I can't bear seeing my once so strong Dad so ill, but equally can't bear the thought of him not being here.

 

  • Hi, I'm so sorry to hear of your situation your currently in. My situation is weirdly the exact same. Dad found out a couple of months back he had a Tumour and it was terminal and he's also gone downhill so fast. He was just retired ready to spend some relaxing years with my mum, and I was also working at the other end of the country at the time and have quit my job to come home to help. He's lost all interest in food and can't get out of bed to walk. 

    When you first see him you will be shocked, he will have lost a lot of weight and it will be very upsetting the first day or two. I know exactly how you feel, I was so scared to get home to see how skinny, I'll and weak my dad looked.

    but, after a couple of days you will get used to it in a way. You'll realise now is the time to enjoy the last few weeks of his life together with him, helping him and keeping him nice and comfortable. You'll also see that your dad is still your dad, and if it's anything like mine he will be dealing with it so bravely even though he knows what's happening to him. 

    Im dreading when it actually happens, but for now all you can do is try your best to push that to the back of your head and enjoy the time you have with him. 

  • Hi, thanks for the reply, I'm really sorry you find yourself in this situation too.

     

    Respect to your for giving up work to help care for him, I can only imagine how hard that must be to see someone you love grow weaker day by day.

    I'm aware that my Mum glosses over things slightly with regards to how my Dad is, I know the last time I saw him he was unrecognisable from how he has always looked.

  • My dad was diagnosed with terminal cancer too in March.  I have spoken to others who have lost their parents too soon and taken some of those lessons.

    I spend time telling my dad about how amazing our life has been, and discuss all the wonderful things and memories we had.  I tell him I love him and hug him every time I see him.

    My friends say now is the time to say all those things you thought you should some day, so don't wait to do so.  Remind him how amazing he is and how you are going to live your life to the full to honour him and all the sacrifices he made for you.

    I also had another friend tell me that she told her dad not to hang on if he was in pain or suffering, even though she did not want him to go.  She said that her dad passed away shortly after receiving this reassurance that he could rest in peace.

    I don't know what works for everyone, these are just collective experiences I am sharing, so sorry if they are not helpful.

    I do wish you much strength through this impossible time xxxx

  • Hi , we lost Mum not long ago . As a family it was really hard work helping my dad care for her , your mum needs all the help you can give but don't beat yourself up about not being there all the time . Make sure you mum takes all the help available ( trust me it's there ) . Just be there when you can , as many calls you can make to talk to them when they are awake helps a lot .

     

    The one most important thing is look after yourself,if you make yourself ill you are of no help . 

    Take care and hope all goes as best as it can ...

  • Thank you both for the good advice.

     

    I've tried to be "there" from a distance, daily contact, sending shopping, and gifts for them both, but now its sort of a relief to be able to be with them both.

    The change in my Dad, even from a few weeks ago is devastating, he has another infection, so is either sleeping or talking nonsense, he doesn't want to eat and even just encouraging him to drink a little is a struggle:(

     

  • Hi Emma, so sorry to hear about your Dad. Your situation sadly mirrors mine, I lost my Dad 6 weeks ago exactly a month after his diagnosis.

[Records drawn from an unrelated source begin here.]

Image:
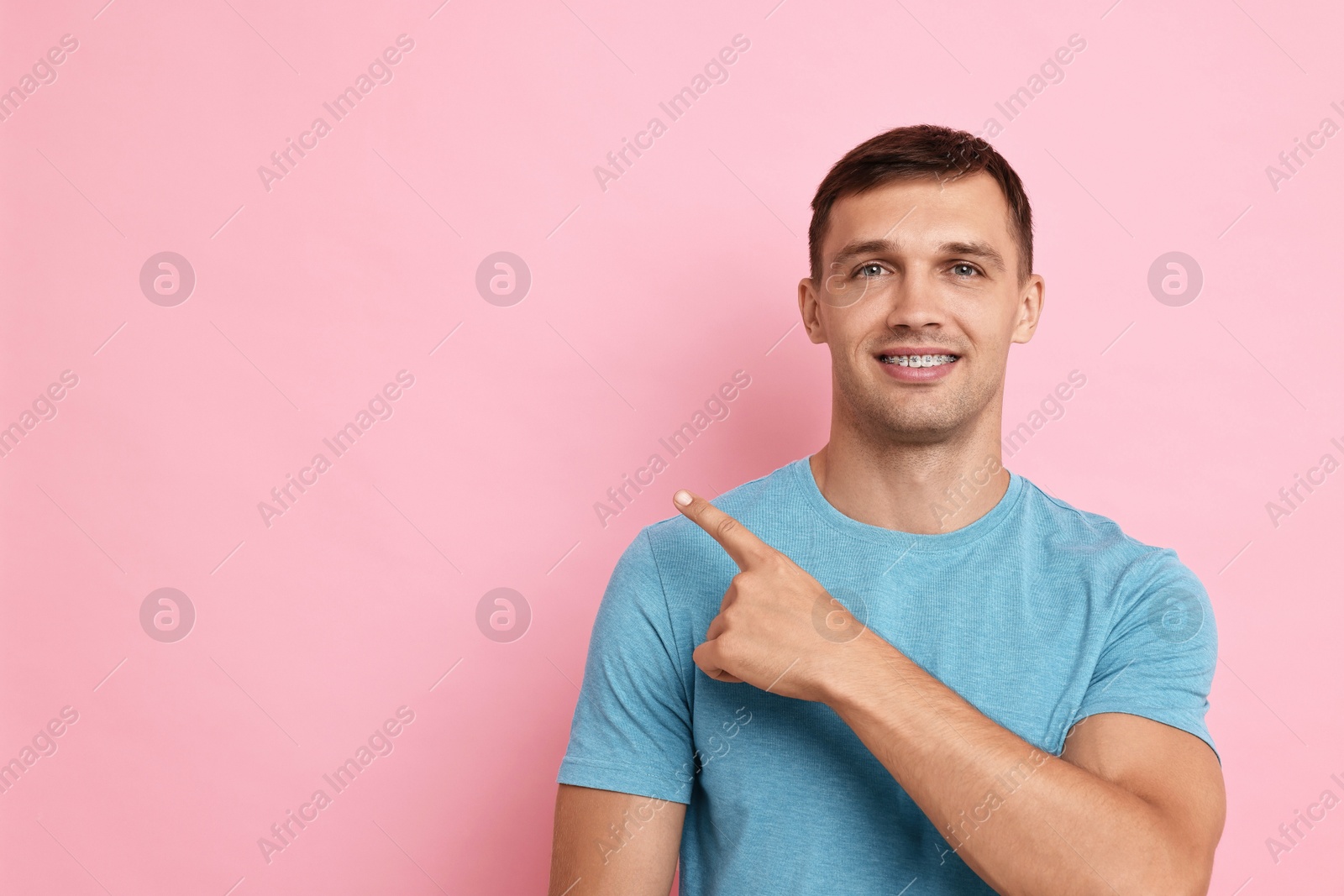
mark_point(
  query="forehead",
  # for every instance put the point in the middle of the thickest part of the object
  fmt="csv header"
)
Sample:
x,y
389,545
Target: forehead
x,y
922,211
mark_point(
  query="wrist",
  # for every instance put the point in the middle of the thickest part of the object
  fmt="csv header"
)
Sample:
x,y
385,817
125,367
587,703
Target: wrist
x,y
860,671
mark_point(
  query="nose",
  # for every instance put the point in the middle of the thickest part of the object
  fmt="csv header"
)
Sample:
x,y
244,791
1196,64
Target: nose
x,y
916,301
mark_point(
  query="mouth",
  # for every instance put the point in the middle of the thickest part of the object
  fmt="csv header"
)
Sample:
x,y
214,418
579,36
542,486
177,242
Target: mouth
x,y
918,360
911,364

    He had pancreatic cancer which had already spread to his liver by the time it was diagnosed. I live 45 minutes away and was laid up with flu for a week, but the change in him in that time really shocked me. He hadn't been sleeping and had no appetite, I think this common with most cancers but especially the liver. 

    We managed to keep him at home with help from a hospice at home service (is there one in your parents area?) the district nurses & carers who came in every day were amazing. It was still incredibly hard and we often wondered if we were doing the right thing.  Despite all the help we felt very alone when the nurses/GP left, but after 2 days on a syringe driver he passed away quietly in his sleep with the sun streaming through the window. 

    The deterioration was quick & relentless, & it was also a struggle to get him to drink or "eat" (liquid food) but he felt sick so no wonder. We were told not to worry about it but we did, as you would. 

    I hope it helps to know you're not alone dealing with this, and please remember to look after yourself as well. Xx

  • Thanks for you reply, I'm sorry you lost your Dad.

    We've got a really good nurse and carers popping in too, Dad wanted to be at home, so at least hes getting his wish, its just soul destroying to watch such a quick detoriation.